Long known as a trekkers' paradise, Nepal is changing how tourists can enjoy its mountain scenery with a new rule that prohibits solo hiking.
From April 1, independent travellers hoping to explore the peaks of the Himalayan destination will need to hire a licensed guide to accompany them on their adventures.
“This decision has been made for the tourists' benefit," Maniraj Lamichhane, director of Nepal Tourism Board, told API. "While going on solo treks, tourists often get lost and might face insecurities. In order to mitigate that we have come to the decision to put a ban on solo treks. Starting from April 1, guides are mandatory for adventure tourism.”
Certified trekking companies in Nepal have received notification about the rule change, confirmed Tapashya Singh Thakuri from travel operator Spirit of the Himalayas. But other local operators told The National that they have not yet received an official notice about the new rule.
When it does come into force, all independent foreign travellers — including those travelling solo or in groups — will have to book a licensed guide for any form of trekking activities.
Responses to the proposed rule change are varied, with some in the country's adventure tourism industry lamenting the loss of freedom to explore one of the world’s great wildernesses.
Sudeep Kandel, a licensed guide and owner of travel company Himalayan Adventure Labs, believes the rule change is misguided.
“I respectfully disagree with the recent decision by Nepal Tourism Board to mandate guides for all trekkers. While having a guide can enhance the trekking experience and improve safety, it's not always the case,” said Kandel.
“Instead of imposing a blanket rule, why not collectively work on training guides to provide a compelling option for trekkers? Furthermore, if safety is the primary concern, the regulation should apply to all trekkers, including Nepali trekkers, who may be less prepared than foreign tourists.”

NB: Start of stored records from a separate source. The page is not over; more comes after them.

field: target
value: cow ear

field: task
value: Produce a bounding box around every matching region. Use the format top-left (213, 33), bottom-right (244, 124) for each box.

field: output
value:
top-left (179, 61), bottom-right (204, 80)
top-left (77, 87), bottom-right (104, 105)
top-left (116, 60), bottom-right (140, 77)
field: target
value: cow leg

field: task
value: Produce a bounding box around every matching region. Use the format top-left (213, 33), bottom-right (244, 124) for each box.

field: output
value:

Tourism officials said the rule change is “due to increasing safety concerns”. Some social media users have suggested that the rule is being implemented for financial gain as a way to increase employment opportunities for Nepalese guides.
For Rajan Dahal, owner of Global Adventure Trekking, an environmentally conscious outdoor adventure tour operator headquartered in Kathmandu, the decision has its advantages and disadvantages.

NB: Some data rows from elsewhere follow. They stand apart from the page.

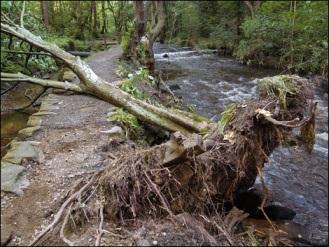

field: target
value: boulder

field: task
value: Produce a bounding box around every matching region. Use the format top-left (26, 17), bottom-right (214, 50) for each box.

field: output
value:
top-left (2, 141), bottom-right (41, 164)
top-left (1, 161), bottom-right (26, 194)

“On the one hand, it will enhance the safety of travellers and ensure they have a better understanding of the local culture and customs. On the other hand, it may increase the cost of travel. Ultimately, the effectiveness of the decision will depend on its implementation and how it is received by travellers," Dahal said.
“The decision to exempt Nepali trekkers from the new rule may be due to several factors, including their familiarity with the local terrain and culture, their ability to communicate with locals and the fact that they are not subject to the same travel restrictions as foreigners.”
Solo adventurers often choose to travel alone for many reasons, including having the freedom to choose the location, duration, pace and scope of a trek. With this no longer being an option in Nepal's mountains, some tourists may choose to travel to other destinations.
That's something that Dahal admits may be a problem, but hopes the country can overcome.
“It is possible that some solo travellers may choose to visit other destinations where they are free to explore alone instead of travelling to Nepal. However, Nepal has a unique and diverse culture, landscape, and adventure opportunities that may still attract many travellers, even with the new regulations in place.”
Famed for its Himalayan peaks, Nepal is home to world's highest mountain, Mount Everest, which attracts around 35,000 travellers per year. Foreigners hoping to ascend Chomolungma (the peak's local name) typically do so on organised expeditions, so the new rule is unlikely to have a major impact on tourist numbers on the 8,849-metre-high peak.
It’s Nepal’s other trekking routes that are likely to face the biggest impact from the new rules. Annapurna Base Camp, Ghorepani-Poon Hill and the LangTang Valley have long been popular choices for independent or beginner hikers.
In 2019, more than 50,000 tourists trekked in Nepal without a guide or porter according to data from the Nepal Tourism Board.
To trek independently in Nepal’s wilderness, tourists need an official route permit and a Trekkers Information Management System card. The cost of this permit is 2,000 Nepalese Rupees per person ($15) — which increased from 1,000 per person for those travelling in groups — and travellers will no longer be able to apply for the permit without booking a guide to accompany them.
It’s not yet clear how the Nepal Tourism Board plans to roll out or monitor its new rule.